When we analyze data , we can observe several variables that may contain mutual information. For an example , There can be a binary variable such as Y=Have you ever smoke ? And then there will be a follow up question such that (in this case it is a continuous variable) How old when you first smoke ?
For the variable X=that measures How old when you first smoke ? ,
$X_1$= {$x_1$=0 ; if never smoke, $x_1$=1 ; if smoke }
$X_2$ = {$x_2$=0 ; if $x_1$=0 $x_2$ >=0 ; if $x_1$=1 }
So the distribution of $X_2$ will be like this :
That means it contain several zeros since it is depends on the previous question ($X_1$)
One way to deal with this type of problem is calculate the age of first smoke ($X_2$) only for users. (i.e eliminating zeros) . Then the drawback is that it will reduce the sample size with respect to $X_2$ variable.
Another way to model $X_2$ is convert it to a categorical variable.
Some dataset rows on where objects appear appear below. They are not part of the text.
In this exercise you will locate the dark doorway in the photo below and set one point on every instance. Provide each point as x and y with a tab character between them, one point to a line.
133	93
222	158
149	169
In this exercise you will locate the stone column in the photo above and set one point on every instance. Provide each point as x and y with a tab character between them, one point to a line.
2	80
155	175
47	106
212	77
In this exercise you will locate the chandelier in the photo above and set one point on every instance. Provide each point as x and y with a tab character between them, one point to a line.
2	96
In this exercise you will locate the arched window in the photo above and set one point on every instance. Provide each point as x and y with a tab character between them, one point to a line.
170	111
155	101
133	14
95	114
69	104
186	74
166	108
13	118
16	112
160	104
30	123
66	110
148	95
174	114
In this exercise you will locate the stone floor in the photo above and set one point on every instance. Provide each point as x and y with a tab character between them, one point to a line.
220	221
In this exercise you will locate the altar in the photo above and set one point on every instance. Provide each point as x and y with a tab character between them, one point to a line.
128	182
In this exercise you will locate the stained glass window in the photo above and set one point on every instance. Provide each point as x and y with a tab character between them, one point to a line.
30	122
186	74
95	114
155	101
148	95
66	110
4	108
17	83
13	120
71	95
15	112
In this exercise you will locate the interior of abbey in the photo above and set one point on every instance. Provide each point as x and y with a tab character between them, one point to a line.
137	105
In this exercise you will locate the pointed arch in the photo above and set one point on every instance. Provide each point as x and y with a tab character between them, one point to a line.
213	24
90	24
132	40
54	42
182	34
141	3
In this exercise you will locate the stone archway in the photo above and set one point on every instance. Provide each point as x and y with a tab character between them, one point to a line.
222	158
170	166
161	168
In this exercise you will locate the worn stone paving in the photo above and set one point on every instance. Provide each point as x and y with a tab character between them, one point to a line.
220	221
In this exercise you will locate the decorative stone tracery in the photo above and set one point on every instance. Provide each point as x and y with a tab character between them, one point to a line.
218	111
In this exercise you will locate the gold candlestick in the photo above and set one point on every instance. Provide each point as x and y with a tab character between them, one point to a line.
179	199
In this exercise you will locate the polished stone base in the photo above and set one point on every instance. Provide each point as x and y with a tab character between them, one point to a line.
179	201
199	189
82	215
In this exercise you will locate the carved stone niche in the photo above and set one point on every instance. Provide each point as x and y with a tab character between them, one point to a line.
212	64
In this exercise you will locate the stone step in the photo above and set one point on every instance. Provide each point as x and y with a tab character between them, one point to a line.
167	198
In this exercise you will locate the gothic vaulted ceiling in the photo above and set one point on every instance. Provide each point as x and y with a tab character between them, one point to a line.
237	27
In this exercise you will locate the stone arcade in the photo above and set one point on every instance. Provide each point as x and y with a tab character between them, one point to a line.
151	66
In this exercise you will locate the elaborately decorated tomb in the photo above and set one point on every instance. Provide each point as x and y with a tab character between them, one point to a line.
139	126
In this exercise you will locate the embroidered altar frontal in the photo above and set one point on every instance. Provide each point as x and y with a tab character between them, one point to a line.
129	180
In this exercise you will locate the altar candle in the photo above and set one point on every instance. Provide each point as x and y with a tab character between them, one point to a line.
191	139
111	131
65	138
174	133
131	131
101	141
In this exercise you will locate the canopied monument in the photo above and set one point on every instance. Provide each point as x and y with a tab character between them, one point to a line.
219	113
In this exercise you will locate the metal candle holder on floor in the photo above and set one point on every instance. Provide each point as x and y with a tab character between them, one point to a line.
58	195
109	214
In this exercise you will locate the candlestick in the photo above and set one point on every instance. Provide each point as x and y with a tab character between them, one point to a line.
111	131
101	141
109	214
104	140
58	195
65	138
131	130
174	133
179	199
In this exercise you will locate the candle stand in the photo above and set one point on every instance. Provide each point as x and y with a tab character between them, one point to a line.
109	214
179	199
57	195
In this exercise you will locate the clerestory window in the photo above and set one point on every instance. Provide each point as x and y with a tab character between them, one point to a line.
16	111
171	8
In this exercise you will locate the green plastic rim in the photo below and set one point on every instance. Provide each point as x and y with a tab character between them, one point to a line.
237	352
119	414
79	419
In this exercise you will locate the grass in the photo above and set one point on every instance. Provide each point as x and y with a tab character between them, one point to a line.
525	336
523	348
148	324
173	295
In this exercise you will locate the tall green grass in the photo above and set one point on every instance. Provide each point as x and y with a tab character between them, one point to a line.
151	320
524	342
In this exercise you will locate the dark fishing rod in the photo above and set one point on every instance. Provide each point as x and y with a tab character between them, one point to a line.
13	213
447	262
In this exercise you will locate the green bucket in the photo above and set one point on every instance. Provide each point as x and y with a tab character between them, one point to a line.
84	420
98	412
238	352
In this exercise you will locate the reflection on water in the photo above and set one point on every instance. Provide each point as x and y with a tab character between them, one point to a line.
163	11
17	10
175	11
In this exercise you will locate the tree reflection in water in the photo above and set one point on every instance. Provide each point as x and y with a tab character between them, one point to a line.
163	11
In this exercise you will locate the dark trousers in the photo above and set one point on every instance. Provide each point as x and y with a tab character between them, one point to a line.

For an example someone can do like this:
$X_2 categorized$ ={"Never Smoke" ; $X_2$=0 , "Young" ; 0< $X_2$ <=15 , "Middle" ; 15< $X_2$ <=20 , "old" ; $X_2$>20}
But Is there way to Model X by preserving the continuous nature using a mixture distribution ? Mixture distribution in the sense that ,this may be something like the product of $X_2$ and $X_1$. However I am not sure how to do this .
Since in this case $X_1$ is binary , taking the product of $X_2$ and $X_1$ seems to make sense. But I am not sure how this will work in general , i.e when $X_1$ has more than 2 categories.
Any help would be great